| HN Mirror

Y	Hacker News new \| ask \| show \| jobs


	by vessenes 437 days ago
	One big area the last two years has been algorithmic improvements feeding hardware improvements. Supercomputer folks use f64 for everything, or did. Most training was done at f32 four years ago. As algo teams have shown fp8 can be used for training and inference, hardware has updated to accommodate, yielding big gains.
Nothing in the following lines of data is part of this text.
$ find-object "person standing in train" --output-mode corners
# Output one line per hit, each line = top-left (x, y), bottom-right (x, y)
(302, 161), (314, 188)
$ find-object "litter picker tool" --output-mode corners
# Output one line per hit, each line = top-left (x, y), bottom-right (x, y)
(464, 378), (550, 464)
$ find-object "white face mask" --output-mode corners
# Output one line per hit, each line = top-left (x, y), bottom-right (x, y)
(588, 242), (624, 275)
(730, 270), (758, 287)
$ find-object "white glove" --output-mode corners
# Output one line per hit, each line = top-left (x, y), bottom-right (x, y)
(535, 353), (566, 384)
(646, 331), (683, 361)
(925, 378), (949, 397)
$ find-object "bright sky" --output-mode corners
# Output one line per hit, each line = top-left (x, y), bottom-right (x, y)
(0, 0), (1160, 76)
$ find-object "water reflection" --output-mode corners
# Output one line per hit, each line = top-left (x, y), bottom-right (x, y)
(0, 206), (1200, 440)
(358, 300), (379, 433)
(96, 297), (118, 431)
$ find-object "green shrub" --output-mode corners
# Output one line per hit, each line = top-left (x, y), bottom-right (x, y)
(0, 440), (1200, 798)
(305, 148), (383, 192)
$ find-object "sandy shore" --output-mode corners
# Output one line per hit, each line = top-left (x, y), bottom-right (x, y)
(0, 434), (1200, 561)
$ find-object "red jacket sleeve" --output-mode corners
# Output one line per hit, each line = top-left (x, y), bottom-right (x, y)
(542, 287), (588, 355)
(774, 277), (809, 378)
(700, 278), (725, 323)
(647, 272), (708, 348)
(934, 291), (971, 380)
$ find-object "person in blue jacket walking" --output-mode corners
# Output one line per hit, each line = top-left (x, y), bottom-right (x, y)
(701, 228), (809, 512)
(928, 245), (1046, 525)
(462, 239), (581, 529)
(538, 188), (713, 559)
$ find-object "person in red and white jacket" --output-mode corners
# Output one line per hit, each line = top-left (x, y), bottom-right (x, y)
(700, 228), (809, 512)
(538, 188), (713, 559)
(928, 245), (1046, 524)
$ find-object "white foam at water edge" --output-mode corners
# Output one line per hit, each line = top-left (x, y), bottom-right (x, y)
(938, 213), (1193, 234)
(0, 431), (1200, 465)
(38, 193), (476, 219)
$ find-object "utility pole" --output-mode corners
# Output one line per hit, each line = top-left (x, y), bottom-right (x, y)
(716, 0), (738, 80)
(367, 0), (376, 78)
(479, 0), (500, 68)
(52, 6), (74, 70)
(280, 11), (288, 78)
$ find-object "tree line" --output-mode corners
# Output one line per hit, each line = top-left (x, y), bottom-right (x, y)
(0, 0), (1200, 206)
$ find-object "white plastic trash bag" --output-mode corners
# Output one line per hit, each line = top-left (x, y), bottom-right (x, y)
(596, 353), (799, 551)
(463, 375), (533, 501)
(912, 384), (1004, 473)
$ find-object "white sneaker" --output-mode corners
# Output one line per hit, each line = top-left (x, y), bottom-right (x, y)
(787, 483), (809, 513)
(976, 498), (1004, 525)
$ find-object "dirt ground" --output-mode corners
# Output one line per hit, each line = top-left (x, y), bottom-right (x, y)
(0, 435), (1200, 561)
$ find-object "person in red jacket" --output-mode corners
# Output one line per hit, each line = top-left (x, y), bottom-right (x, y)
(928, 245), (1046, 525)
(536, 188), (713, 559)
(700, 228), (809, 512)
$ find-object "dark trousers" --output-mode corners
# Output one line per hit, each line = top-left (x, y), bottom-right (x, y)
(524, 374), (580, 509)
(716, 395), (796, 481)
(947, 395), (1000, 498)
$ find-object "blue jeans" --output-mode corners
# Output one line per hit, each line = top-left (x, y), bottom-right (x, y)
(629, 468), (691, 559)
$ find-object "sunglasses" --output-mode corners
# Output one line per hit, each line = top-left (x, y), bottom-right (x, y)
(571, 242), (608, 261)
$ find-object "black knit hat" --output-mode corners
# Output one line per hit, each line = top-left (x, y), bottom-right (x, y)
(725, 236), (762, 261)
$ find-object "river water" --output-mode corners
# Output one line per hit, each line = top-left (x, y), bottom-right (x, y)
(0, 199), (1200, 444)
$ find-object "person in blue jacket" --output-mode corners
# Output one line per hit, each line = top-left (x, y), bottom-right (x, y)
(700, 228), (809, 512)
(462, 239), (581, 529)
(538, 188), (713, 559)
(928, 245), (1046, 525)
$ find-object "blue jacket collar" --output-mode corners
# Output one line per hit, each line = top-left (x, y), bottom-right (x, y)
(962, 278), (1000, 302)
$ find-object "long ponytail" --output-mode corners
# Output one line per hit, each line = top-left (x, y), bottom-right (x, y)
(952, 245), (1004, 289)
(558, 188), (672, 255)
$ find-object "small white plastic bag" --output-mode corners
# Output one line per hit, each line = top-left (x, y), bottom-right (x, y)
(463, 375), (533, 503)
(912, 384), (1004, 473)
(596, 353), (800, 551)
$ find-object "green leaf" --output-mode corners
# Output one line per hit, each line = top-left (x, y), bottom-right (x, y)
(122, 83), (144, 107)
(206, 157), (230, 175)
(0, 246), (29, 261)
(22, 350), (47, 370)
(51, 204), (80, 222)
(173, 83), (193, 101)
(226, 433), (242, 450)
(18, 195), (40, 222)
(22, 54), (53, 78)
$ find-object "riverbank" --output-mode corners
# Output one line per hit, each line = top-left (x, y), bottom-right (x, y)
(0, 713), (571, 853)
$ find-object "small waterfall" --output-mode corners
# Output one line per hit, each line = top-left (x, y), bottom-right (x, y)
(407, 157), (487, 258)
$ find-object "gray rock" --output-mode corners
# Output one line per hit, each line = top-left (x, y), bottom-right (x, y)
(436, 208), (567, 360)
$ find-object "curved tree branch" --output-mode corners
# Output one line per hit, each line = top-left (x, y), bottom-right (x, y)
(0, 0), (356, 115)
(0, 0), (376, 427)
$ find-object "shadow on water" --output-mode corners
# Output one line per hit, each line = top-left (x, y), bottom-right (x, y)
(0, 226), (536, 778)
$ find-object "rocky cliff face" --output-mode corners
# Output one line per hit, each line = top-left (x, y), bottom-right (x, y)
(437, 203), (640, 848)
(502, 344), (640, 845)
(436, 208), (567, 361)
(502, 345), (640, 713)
NB: Hobbyist, take all with a grain of salt

1 comments

jmalicki 437 days ago

Unlike a lot of supercomputer algorithms, where fp error accumulates as you go, gradient descent based algorithms don't need as much precision since any fp errors will still show up at the next loss function calculation to be corrected, which allows you to make do with much lower precision.

cubefox 436 days ago

Much lower indeed. Even Boolean functions (e.g. AND) are differentiable (though not exactly in the Newton/Leibniz sense) which can be used for backpropagation. They allow for an optimizer similar to stochastic gradient descent. There is a paper on it: https://arxiv.org/abs/2405.16339

It seems to me that floating point math (matrix multiplication) will over time mostly disappear from ML chips, as Boolean operations are much faster both in training an inference. But currently they are still optimized for FP rather than Boolean operations.